Mental Health Education
On the petition page Laura writes: ‘#itaffectsme wants to see Mental Health Education put on the National Curriculum. To arm our children with knowledge, understanding and compassion. 1 in 4 people suffer with mental illness and 50% of those are established by age 14. We teach our children symptoms of chlamydia and gonorrhoea so why not depression, OCD and anxiety?

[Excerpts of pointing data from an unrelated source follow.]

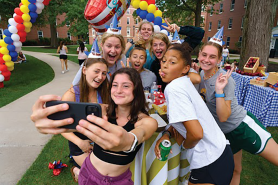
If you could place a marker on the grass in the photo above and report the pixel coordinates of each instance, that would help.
(24, 79)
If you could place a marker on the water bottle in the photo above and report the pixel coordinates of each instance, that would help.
(153, 89)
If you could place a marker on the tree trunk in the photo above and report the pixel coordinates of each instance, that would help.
(53, 32)
(256, 35)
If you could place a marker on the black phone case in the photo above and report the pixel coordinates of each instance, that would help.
(76, 110)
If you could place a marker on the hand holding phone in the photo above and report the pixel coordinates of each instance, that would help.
(76, 110)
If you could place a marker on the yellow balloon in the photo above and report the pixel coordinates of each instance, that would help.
(9, 64)
(4, 51)
(24, 9)
(143, 5)
(158, 13)
(27, 30)
(26, 17)
(151, 8)
(27, 24)
(136, 3)
(10, 68)
(7, 58)
(25, 2)
(3, 43)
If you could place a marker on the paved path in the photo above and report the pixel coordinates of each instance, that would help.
(20, 142)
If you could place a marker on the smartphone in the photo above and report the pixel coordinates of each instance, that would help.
(76, 110)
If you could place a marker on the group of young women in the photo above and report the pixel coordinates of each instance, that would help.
(199, 127)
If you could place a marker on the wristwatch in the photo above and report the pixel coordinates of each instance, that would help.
(134, 144)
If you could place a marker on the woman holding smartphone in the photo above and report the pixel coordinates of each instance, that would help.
(117, 139)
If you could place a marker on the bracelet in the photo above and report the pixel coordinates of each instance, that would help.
(219, 95)
(166, 132)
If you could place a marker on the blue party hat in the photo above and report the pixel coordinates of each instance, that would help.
(218, 37)
(113, 28)
(176, 38)
(94, 53)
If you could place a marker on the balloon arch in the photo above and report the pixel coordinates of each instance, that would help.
(97, 12)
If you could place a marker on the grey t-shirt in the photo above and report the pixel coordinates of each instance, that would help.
(147, 78)
(207, 90)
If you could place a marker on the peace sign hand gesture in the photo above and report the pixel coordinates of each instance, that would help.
(171, 27)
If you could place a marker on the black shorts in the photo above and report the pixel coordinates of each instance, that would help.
(220, 172)
(65, 57)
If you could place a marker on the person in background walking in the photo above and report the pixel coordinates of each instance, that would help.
(81, 53)
(63, 50)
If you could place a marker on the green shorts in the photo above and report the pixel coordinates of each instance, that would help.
(250, 136)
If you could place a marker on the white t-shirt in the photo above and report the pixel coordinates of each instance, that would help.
(82, 55)
(183, 104)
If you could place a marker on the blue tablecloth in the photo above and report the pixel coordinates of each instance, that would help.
(263, 103)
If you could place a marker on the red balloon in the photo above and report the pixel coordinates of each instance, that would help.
(18, 11)
(18, 19)
(22, 34)
(20, 27)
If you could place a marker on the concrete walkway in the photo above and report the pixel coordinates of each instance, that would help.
(20, 142)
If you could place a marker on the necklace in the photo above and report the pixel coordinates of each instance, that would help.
(216, 69)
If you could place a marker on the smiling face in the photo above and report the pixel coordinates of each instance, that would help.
(209, 58)
(172, 66)
(95, 74)
(159, 48)
(122, 90)
(138, 59)
(146, 31)
(112, 49)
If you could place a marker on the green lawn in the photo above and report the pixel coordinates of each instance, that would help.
(25, 78)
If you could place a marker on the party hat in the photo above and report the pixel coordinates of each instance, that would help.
(113, 26)
(218, 37)
(94, 53)
(176, 38)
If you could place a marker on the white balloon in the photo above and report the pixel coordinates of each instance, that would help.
(15, 37)
(18, 49)
(2, 78)
(165, 32)
(156, 28)
(17, 44)
(39, 11)
(12, 22)
(12, 29)
(39, 5)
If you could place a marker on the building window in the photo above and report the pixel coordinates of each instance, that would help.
(128, 31)
(230, 23)
(210, 23)
(228, 41)
(69, 36)
(1, 33)
(221, 8)
(211, 11)
(232, 5)
(40, 34)
(219, 24)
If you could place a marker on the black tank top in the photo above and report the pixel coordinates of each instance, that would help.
(119, 158)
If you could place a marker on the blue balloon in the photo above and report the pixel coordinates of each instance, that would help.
(143, 14)
(14, 59)
(32, 7)
(7, 33)
(138, 11)
(11, 47)
(158, 21)
(13, 54)
(33, 20)
(33, 15)
(8, 40)
(150, 17)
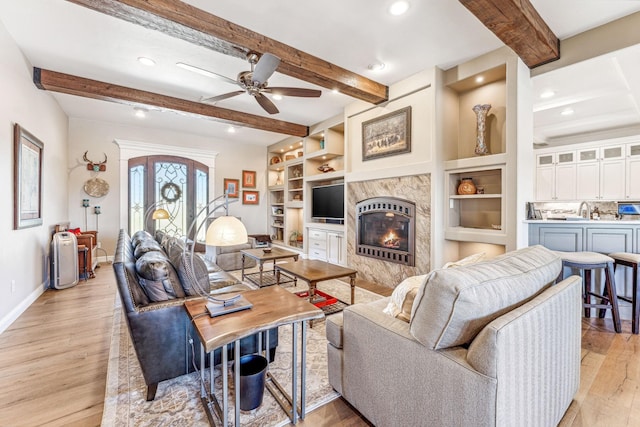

‘As a teacher and I come across young people with mental health issues and anxieties regularly. If they were taught to talk about their feelings in the same way they might if they had a tummy ache, it would help remove the stigma that’s stayed attached to mental health for too long.’
Political landscape
Laura’s campaign for Mental Health Education is gaining momentum in the wake of David Cameron’s surprising decision last week to block the proposal for compulsory Sex Education in all schools. The proposal had the heft of numerous senior supporters, including Cameron’s Education Secretary Nicky Morgan, but was denied. One official offered the explanation: ‘It’s largely to do with this notion that if we start focusing on PSHE we’re moving away from the rigour agenda.’
The purpose of PSHE (Personal, Social, Health and Economic education) is to ensure all students are equipped with the knowledge and understanding to live safely, healthily and responsibly as individuals and within a community. Making Mental Health Education compulsory is designed to give students who may already be suffering support, and to combat the misunderstandings and stigmas of the classroom which can have a worsening effect on a child’s mental health.
Student welfare
Laura Darrall’s campaign does not stand alone in calling for an emphasis on student welfare within our education system. A similar petition closed 22 January 2016 with over 50,000 signatures and received a response from the Department of Education which avoided commenting on changing the curriculum, instead going into detail on the existing investments in mental health.
Many of the Department’s listed investments focus on help within families. In the way of education, they state: ‘It is important that schools should be free to develop approaches to supporting mental health that suit their particular circumstances’.
Is it likely to happen?
Alongside the failed attempt to introduce compulsory Sex Education, there seems to be a model of governmental reluctance to make real changes to the curriculum, instead leaving schools individually accountable. One of the Department of Education’s arguments is that teachers are not mental health professionals, and so are not equipped to carry out this work. It is unclear what the expectation is of teachers to use their initiative to engage with students on mental health without this professional training or the support of the curriculum.
Laura’s petition is directed at Nicky Morgan MP, who was framed as furious after PM David Cameron shut down the Sex Education policy. The petition needs only 5,000 more signatures to reach its goal of 50,000, but in the light of Morgan’s recent failed campaign in which she was supported by four parliamentary select committees, five teaching unions, the Children’s commissioner and the Chief Medical Officer, it’s questionable how seriously 50,000 public signatures will be taken by Cameron’s government.